In Dublin, the Drumcondra credit union will consider a similar rebate system for borrowers at its annual meeting next month.

At present, the average credit union lending rate is 0.9 per cent per month although in some cases, it has been cut to as low as 0.6 per cent.

But even a like-for-like comparison with the personal lending rates on offer from the banks - typically around 10 per cent - is not fair, the ILCU says. It points out that unlike other institutions, credit unions calculate interest payments on a reducing balance.

And the rates are not the only draw for borrowers.

Credit unions point out the many extras that go with such loans. Free life assurance, so that if you die the loan dies too, and death benefits such as £1,000 toward funeral expenses, are added attractions.

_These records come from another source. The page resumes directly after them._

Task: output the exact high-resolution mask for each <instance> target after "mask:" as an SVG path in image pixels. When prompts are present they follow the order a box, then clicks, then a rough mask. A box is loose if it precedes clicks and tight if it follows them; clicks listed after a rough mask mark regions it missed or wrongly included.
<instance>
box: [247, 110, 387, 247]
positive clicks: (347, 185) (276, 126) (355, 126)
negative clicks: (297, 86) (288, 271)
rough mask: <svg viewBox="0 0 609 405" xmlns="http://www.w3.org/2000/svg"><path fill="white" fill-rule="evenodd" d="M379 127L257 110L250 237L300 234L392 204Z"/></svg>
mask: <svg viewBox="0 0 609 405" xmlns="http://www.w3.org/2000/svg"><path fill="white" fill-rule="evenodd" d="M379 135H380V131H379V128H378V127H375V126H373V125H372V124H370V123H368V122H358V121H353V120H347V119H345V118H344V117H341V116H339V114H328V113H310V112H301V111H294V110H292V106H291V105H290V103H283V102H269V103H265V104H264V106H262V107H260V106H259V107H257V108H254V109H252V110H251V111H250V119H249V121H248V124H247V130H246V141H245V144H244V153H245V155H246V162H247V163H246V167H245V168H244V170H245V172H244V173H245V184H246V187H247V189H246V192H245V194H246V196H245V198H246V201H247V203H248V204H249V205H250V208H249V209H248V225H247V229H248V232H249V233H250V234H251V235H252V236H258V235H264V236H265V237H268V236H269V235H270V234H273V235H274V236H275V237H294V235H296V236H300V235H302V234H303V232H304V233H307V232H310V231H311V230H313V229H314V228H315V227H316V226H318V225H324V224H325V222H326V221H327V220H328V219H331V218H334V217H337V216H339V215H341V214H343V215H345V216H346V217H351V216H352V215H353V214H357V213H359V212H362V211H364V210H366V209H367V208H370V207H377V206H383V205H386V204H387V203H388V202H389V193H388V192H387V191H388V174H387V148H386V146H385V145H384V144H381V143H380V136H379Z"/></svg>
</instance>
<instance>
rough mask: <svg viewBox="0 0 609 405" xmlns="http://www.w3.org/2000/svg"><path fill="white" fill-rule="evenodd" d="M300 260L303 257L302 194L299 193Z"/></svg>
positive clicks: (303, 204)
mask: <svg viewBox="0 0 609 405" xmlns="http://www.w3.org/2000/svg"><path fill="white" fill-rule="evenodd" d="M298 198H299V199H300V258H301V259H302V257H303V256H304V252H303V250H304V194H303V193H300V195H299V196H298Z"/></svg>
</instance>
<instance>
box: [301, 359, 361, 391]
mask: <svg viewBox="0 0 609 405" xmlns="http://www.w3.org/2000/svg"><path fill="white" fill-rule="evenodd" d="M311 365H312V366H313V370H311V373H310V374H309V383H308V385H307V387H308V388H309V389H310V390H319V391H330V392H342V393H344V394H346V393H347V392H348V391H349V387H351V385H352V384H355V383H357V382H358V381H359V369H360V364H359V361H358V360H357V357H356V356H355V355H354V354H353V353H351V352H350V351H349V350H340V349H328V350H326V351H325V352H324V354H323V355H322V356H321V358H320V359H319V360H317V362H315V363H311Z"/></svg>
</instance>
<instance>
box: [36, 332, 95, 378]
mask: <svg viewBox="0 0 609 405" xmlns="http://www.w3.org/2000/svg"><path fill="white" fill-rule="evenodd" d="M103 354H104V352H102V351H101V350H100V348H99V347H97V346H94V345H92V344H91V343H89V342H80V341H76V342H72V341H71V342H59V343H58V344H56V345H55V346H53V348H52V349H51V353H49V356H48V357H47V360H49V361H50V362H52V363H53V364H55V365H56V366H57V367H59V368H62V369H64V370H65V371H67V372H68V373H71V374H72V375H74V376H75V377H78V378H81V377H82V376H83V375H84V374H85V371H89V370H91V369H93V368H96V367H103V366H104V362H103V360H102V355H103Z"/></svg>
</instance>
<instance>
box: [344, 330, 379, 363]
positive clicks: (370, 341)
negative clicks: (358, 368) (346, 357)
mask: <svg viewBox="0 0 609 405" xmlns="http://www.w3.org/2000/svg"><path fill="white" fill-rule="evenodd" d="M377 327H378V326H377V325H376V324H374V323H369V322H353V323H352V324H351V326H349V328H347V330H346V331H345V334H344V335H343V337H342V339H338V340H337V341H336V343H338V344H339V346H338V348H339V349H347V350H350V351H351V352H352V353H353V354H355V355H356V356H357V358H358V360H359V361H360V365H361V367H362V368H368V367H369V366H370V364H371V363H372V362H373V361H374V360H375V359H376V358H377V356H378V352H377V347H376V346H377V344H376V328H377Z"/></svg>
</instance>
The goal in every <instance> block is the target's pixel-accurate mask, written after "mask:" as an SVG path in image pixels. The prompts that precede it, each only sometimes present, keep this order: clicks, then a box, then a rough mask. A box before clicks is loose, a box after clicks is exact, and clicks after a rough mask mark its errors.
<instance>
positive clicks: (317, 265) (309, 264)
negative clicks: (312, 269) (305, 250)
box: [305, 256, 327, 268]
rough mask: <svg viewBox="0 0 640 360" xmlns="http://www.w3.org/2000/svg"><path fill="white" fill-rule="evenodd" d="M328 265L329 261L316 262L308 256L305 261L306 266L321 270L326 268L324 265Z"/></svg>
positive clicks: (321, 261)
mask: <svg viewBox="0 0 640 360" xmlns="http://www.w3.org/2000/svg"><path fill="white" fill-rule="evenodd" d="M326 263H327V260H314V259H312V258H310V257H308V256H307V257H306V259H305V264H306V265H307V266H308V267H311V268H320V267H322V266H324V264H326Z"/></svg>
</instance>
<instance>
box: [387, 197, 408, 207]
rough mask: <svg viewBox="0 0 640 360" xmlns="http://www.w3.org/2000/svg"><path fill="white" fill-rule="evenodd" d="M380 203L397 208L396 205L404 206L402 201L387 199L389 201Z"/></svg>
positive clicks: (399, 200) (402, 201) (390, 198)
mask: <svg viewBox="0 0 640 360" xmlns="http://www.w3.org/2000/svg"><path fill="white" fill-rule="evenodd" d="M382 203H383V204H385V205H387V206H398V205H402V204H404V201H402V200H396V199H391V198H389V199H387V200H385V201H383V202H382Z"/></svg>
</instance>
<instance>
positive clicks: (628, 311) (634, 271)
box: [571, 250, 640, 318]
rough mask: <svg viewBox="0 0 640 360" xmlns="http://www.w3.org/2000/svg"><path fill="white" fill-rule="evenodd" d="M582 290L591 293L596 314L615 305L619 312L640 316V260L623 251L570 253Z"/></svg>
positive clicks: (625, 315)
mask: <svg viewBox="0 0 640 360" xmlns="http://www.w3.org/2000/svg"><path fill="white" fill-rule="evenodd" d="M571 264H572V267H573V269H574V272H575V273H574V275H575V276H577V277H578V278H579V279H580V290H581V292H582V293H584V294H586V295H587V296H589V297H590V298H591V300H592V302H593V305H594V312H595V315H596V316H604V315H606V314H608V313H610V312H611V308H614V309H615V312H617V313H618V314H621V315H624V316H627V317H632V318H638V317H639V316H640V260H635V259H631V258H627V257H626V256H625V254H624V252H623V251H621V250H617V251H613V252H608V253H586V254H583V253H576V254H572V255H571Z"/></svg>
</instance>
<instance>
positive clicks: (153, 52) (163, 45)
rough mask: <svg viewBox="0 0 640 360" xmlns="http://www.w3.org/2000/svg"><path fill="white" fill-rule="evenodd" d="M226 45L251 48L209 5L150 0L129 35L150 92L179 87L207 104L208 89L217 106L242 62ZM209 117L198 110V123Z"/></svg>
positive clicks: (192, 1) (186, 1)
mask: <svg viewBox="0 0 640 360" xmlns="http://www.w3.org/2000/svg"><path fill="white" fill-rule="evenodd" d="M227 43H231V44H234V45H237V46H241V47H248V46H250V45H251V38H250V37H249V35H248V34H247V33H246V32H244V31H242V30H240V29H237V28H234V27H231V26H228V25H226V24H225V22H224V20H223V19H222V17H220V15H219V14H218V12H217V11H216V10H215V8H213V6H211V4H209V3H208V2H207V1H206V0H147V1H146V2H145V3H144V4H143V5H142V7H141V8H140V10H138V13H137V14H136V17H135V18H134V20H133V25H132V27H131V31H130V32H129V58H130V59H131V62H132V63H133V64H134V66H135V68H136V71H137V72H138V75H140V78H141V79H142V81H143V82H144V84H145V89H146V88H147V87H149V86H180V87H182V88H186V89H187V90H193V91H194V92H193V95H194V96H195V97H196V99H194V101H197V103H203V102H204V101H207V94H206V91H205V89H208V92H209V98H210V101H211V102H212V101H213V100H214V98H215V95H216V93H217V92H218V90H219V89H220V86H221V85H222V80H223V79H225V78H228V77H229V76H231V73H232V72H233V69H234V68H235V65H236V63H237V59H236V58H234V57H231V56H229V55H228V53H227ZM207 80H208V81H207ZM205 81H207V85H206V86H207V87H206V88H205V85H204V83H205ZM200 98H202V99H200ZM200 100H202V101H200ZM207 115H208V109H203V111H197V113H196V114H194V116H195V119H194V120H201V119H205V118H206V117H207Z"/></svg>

In addition, the possibility of rebates when the union's surplus is distributed among members at the end of the year is another encouragement for borrowers while there are no early repayment penalties or arrangement charges involved in such loans.

The lower rates and rebates have been successful in bolstering the union's lending, which is growing at a rate of around 16 per cent per annum. But loans continue to be outstripped by savings which are increasing at a rate of 20 per cent.

The ILCU believes that now that it has largely addressed the loan issue, it needs to step up its marketing effort so members are fully aware of the value on offer.

"We do have to start marketing, getting our message across to young people," Mr Smyth says. "The real challenge is to sell the co-operative principle in an environment that's cutthroat and competitive."